A tu per tu con le inquietudini dell’uomo di oggi

La presentazione del libro di Jésus Mòran, “Fedeltà creativa”, edito da Città Nuova, è un’occasione di dialogo fra don Julian Carron, presidente di Comunione e Liberazione, Maria Grazia Vergari, vice-presidente adulti di Azione Cattolica e l’autore del libro, co-presidente del Movimento dei Focolari

Come è iniziata e come continua la sfida della fedeltà ad un carisma dopo la morte del fondatore? Cosa significa rimanere fedeli al mandato dei vescovi e lasciarsi interpellare dall’attualità? Si apre con queste domande del giornalista di Radio Vaticana, Alessandro De Carolis, una serata di riflessione fra alcune realtà ecclesiali. Don Julian Carron, presidente della Fraternità di Comunione e Liberazione, Maria Grazia Vergari, vice-presidente adulti di Azione Cattolica e Jésus Mòran, co-presidente del Movimento dei Focolari si ritrovano a dialogare sul palco dell’auditorium dell’Istituto San Leone Magno a Roma. L’occasione è data dalla presentazione del libro di Mòran edito da Città Nuova, “Fedeltà creativa”.

«Un carisma non è un pezzo da museo, che resta intatto in una vetrina per essere contemplato e nulla più», esordisce la prefazione del libro, citando una frase di papa Francesco. E continua affermando: «No, il carisma non si conserva tenendolo da parte; bisogna aprirlo e lasciare che esca, affinchè entri in contatto con la realtà, con le persone, con le loro inquietudini e i loro problemi».

In questa citazione potrebbe dirsi racchiuso il senso della serata romana, dove sul palco, al di là della presenza di personalità di rilievo, ha fatto la differenza aver dato vita ad uno di quei momenti di intensa comunione fra carismi e associazioni nient’affatto rari nella Chiesa italiana.

Come nelle pagine del libro che viene presentato, così la conversazione ruota attorno alla domanda di fondo, la fedeltà appunto al carisma, come nel caso di Comunione e Liberazione e del Movimento dei Focolari, o al mandato per cui un’associazione è nata, come nel caso dell’Azione Cattolica che quest’anno festeggia i suoi 150 anni di vita.

Tanti gli spunti che emergono via via.
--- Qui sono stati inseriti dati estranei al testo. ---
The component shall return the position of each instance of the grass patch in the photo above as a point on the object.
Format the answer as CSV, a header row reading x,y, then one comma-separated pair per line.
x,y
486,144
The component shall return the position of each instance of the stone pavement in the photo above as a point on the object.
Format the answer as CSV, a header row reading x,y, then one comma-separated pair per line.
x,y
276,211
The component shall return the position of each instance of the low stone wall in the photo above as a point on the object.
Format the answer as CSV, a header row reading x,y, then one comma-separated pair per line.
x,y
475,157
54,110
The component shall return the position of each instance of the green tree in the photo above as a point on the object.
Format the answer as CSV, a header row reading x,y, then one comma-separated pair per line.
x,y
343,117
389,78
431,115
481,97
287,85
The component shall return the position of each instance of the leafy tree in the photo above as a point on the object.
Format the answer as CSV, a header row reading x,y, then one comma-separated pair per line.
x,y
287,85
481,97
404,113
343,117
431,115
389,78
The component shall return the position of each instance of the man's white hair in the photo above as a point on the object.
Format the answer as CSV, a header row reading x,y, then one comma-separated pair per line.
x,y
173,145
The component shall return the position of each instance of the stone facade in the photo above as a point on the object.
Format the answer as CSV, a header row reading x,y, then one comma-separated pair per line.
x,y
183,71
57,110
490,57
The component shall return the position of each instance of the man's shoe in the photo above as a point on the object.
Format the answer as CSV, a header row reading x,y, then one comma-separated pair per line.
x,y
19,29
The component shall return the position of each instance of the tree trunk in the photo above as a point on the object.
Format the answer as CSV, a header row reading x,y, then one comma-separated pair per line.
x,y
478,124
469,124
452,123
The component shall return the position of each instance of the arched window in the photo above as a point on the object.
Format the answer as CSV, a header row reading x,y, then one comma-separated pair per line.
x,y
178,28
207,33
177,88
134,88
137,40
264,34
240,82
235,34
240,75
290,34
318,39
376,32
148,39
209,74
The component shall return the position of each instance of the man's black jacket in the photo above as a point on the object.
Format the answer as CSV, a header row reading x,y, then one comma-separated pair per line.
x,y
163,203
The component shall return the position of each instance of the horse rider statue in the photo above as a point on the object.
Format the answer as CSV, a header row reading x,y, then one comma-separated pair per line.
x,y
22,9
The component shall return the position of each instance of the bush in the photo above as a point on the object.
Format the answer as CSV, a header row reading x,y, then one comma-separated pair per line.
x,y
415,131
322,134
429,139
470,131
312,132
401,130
Essere cristiani inquieti, corresponsabili e non solo collaboratori, cercare risposte alle domande che la gente si pone e non a quelle che alle persone non interessano, mettersi per primi in ascolto del proprio carisma, coltivare relazioni forti fra le persone, nelle comunità e fra le comunità, prendersi il tempo necessario per un lavoro di discernimento. E ancora, evitare due grandi tentazioni: arroccarsi nel “si è fatto sempre così”, oppure rischiare una fuga in avanti che, come spiega Mòran, si verifica quando «non siamo più così forti e cerchiamo le risposte altrove, quando vediamo il divario fra quello che siamo noi e quello che è il carisma. Allora cominciamo a dubitare addirittura del fondatore stesso, siamo tentati a non “ascoltarlo” più. Iniziamo a dubitare del carisma, mentre invece dovremmo dubitare di noi stessi».

Ci si interroga sulla generatività. Una frase famosa dello scrittore francese Péguy che Carron cita, spiega molto di come può essere percepita questa dimensione: «Quando l’allievo non fa che ripetere non la stessa risonanza, ma un miserabile ricalco del pensiero del maestro, quando l’allievo non è che un allievo, fosse pure il più grande degli allievi, non genererà mai nulla. Un allievo non comincia a creare che quando introduce egli stesso una risonanza nuova. Non è che non si debba avere un maestro, ma uno deve discendere dall’altro per le vie naturali della figliolanza non per le vie scolastiche della discepolanza». È qui tutta la sfida.

«Oggi siamo chiamati ad essere generativi in spazi e luoghi diversi da quelli soliti e in compagnia di altri – aggiunge Maria Grazia Vergari -. Dobbiamo trovare il coraggio di abitare le soglie e gli atri delle chiese, i luoghi del confronto, recuperare lo stile di Gesù che andava incontro ad ogni persona».

Mòran conclude con un invito: occorre passare dall’autoreferenzialità, pure necessaria in una prima fase per vivere con convinzione dentro i vari carismi, alla fase della maturità ecclesiale. «Ci è richiesto un plus di ecclesialità e un plus di umanità». La sala è d’accordo e lo esprime con un applauso.